There are many reasons we don't give poetry a chance: disinterest, lazy, fearful, too busy, thinks it's only for smart people, feels it's not accessible.  So the question then becomes, how do we make poetry accessible?  This is certainly a larger and longer discussion that I couldn't have with the whole school (I'd love to revamp some of the ways that poetry is presented in elementary and middle school).  Instead, I focused on what I could control---why not urge all students to buy/rent a single book of poetry.  I asked the audience to raise their hands to the question of how many of you have a television in your house?  Some of them have multiple televisions in their home.  I then asked them to keep their hands up in they have a book of poetry in their house.  The hands rapidly dwindled.  I finally asked how many of you have a book of poetry written in the last fifteen years.  The remaining raised hands were few, but proudly shooting up to signify their attachment to poetry.

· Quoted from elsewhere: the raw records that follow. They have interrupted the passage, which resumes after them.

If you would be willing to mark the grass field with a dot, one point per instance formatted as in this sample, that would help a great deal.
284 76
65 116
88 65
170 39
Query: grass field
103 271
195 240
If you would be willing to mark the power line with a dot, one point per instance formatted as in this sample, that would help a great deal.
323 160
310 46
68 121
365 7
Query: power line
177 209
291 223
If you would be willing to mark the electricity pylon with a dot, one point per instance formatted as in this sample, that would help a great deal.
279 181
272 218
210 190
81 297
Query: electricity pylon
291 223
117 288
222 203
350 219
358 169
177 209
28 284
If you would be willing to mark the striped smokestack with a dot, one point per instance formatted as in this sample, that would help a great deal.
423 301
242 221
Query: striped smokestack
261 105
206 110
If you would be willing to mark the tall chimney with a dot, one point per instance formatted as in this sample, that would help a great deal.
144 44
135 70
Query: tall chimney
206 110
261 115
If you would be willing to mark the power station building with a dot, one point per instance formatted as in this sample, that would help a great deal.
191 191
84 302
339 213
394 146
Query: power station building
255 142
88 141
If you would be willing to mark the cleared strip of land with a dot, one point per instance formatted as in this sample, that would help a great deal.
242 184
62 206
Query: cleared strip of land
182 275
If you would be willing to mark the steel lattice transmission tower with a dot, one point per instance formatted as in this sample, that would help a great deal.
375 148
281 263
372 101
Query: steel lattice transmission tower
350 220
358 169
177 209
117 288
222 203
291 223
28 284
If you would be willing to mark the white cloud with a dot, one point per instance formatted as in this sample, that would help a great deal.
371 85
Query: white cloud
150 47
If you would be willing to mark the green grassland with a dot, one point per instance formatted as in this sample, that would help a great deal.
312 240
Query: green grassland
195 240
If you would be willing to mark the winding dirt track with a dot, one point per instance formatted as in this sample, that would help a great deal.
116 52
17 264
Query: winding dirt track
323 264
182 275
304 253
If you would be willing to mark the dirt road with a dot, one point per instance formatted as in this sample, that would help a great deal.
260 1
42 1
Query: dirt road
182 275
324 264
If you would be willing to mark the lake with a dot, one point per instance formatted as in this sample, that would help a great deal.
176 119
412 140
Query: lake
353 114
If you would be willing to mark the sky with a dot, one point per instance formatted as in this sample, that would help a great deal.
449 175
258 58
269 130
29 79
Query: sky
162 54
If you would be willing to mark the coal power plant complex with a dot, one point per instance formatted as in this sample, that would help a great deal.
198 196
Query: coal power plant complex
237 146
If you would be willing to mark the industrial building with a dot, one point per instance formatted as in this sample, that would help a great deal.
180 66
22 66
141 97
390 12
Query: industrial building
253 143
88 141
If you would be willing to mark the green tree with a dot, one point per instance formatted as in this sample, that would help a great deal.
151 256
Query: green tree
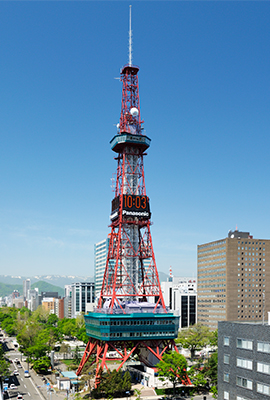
194 338
41 365
112 384
173 367
53 320
4 368
210 369
213 339
67 327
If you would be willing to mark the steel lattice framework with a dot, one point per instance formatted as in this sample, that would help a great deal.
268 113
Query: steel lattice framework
131 275
131 272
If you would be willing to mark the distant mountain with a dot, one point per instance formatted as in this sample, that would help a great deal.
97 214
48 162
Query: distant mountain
47 283
6 290
163 277
47 287
56 280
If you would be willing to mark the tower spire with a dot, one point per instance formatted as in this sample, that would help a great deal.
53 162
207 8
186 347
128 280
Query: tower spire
130 39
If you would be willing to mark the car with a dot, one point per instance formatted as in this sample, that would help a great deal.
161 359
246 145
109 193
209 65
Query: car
12 386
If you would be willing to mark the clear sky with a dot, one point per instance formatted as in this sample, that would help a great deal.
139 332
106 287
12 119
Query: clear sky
205 98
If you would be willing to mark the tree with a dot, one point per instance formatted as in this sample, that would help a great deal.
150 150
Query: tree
213 339
41 365
112 384
210 369
53 319
173 367
67 327
194 338
4 368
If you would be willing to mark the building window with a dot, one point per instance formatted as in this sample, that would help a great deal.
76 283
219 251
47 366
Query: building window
263 388
226 359
244 363
263 367
243 382
244 344
226 341
263 347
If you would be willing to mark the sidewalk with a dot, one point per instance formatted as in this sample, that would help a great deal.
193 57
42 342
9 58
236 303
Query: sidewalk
147 393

It was now time to turn to some examples of poetry in the form of audio and video clips of poetry.  I started with Frost (audio), then moved on to Angelou (video), and ended with some spoken word from Lemon Andersen by way of Reg E Gaines (video performance).  The idea was to show a progression of poetry, a natural movement through the last century that continues with what is being written and performed today, including anything these students in the audience might contribute.  


The presentation ended with some specific opportunities to get move involved in poetry at our school and in our local community.  In my allotted 12 to 15 minutes, I tried to pack in as much as possible to get students (and faculty) thinking deeply about poetry and their own personal relationship (or lack thereof) with poetry.